Last week, another mass shooting – this time in Annapolis, Maryland – captured national attention and renewed calls for stricter gun control policies. Even before last week’s tragedy, demands for gun control legislation have shaped the public discourse and political landscape ahead of the November 2018 midterm elections. Recently, Michael Bloomberg, Former New York City Mayor and founder of Everytown for Gun Safety Action Fund, pledged $80 million dollars to help Democratic candidates win control of the U.S. House. Bloomberg has indicated that funds from his super-PAC, Independence USA, will go to pro-gun control candidates running in suburban districts where President Trump is unpopular with voters. And, earlier this month students from Marjory Stoneman Douglas High School in Parkland, Florida, creators of the March For Our Lives movement, began their Road to Change national tour to visit communities and register young adults to vote. These efforts, along with Moms Demand Action, who recently reposted all candidates and elected officials NRA grades since 2009 after the NRA deleted the data from its website, are squarely focused on keeping the issue of gun control front and center on voters’ minds and energizing turnout to elect candidates who support gun safety laws.
Those candidates navigating this electoral terrain should be aware of more than the organized activism on both sides of the gun debate; the gender gap in public opinion on gun policy, which has existed historically, persists in 2018. And, as women vote in higher numbers than men in both presidential and midterm elections, gender differences in support for gun control measures holds important implications for the parties and their candidates come November.
Already 2018 is shaping up to be a difficult year for Republicans seeking election as more than 40 Republican House members have announced their retirements. Republicans presently hold legislative majorities in both houses of Congress but are widely expected to lose seats in November when the President’s party typically suffers electoral losses at the midterm. Democrats need to flip about two dozen seats to gain a legislative majority in House and only two seats to gain control of the Senate. While the economy and national security typically rank highest on voters’ lists of concerns, a recent poll of registered voters conducted by Morning Consult and Politico makes clear there are important and often significant differences in attitudes about options for gun control measures among and between Democratic, Republican, and Independent men and women voters.
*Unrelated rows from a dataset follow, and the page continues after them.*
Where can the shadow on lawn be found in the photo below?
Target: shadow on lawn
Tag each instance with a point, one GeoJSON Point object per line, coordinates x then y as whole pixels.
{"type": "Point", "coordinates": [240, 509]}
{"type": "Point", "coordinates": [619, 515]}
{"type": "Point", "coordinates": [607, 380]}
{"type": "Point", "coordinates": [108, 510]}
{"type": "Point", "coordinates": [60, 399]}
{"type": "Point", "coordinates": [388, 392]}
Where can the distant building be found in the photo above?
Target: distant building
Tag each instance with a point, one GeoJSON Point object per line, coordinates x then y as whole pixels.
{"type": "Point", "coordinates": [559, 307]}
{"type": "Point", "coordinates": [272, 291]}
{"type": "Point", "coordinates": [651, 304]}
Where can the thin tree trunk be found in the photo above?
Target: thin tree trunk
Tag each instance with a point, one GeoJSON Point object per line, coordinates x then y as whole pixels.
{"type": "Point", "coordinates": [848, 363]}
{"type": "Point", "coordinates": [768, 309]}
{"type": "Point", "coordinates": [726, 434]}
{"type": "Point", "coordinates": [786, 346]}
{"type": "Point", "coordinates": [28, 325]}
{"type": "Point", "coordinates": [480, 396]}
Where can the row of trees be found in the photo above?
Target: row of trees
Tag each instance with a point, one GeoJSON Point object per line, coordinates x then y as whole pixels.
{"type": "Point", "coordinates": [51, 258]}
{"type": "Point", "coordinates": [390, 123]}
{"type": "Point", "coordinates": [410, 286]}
To be sure, party affiliation often tempers gender based differences between men and women voters, women partisans were less likely than the men with whom they share a party affiliation to trust the Republican Party to address gun policy issues, more likely to identify the passage of gun control legislation as a top legislative priority, and more likely to favor specific gun control measures. Taken together, men and women voters, even within the same party, often hold different views on the salience of gun control as a legislative priority and differ in their support (or opposition) to specific measures to restrict gun ownership.
First, when asked which party voters trust more to handle gun policy, women Democrats, Republicans, and Independents were significantly less likely than the men in their party to trust the Republican Party. Only 26 percent of Independent women (and 37 percent of Independent men) said they trusted the Republican Party more. Not surprisingly, a much higher percentage of Republican women, 74 percent, trusted their party more on guns but that percentage was significantly lower than that of Republican men, 81 percent of whom trusted their party more on gun policy. It is important to note that women partisans were less certain than the men about which party they trusted more to address gun policy. Indeed, over 40 percent of Independent women (and 31 percent of Independent men) said they didn’t know which party to trust more to act on gun policy, which provides both parties an opportunity to convince women voters they are the party better suited to handle gun policy.
Next, when compared to the men who share their party affiliation, Democratic women and Independent women are significantly more likely than the men to identify the passage of gun control regulations as a top legislative priority. More than seventy percent of Democratic women and 64 percent of Democratic men identified gun control legislation as a top priority. And, while the overall percentages were much lower, Independent women were more likely than the men to identify gun control legislation as a top priority, at 36 and 31 percent, respectively. In other words, voters, particularly women, are already primed to be supportive of candidates who support gun control.
Finally, women partisans were much more likely than men to strongly support specific measures that would restrict gun ownership, including legislation to ban high-capacity ammunition magazines, require background checks on all gun sales, ban assault-style weapons, prevent firearm sales to individuals reported as dangerous to law enforcement by a mental health provider, require a three day mandatory waiting period for taking home a purchased gun, and, prevent firearm sales to those convicted of a violent misdemeanor. Even Republican women, who on average support restrictive gun control measures at a much lower rate than women Democrats or Independents, are nonetheless much more supportive of these restrictions than Republican men. And, women Independents, a group of voters often courted by both parties, are significantly more likely than the men to support policies to limit gun ownership.
If the political context has shifted such that voters are more willing to back restrictive gun policies, women partisans are particularly supportive of these measures. And, if gun control activists prevail in their efforts to mobilize voters come November, the incoming Congress may well include new members specifically elected to pass gun control legislation demanded by the public, particularly women.
Rosalyn Cooperman is an Associate Professor of Political Science at the University of Mary Washington in Fredericksburg, VA.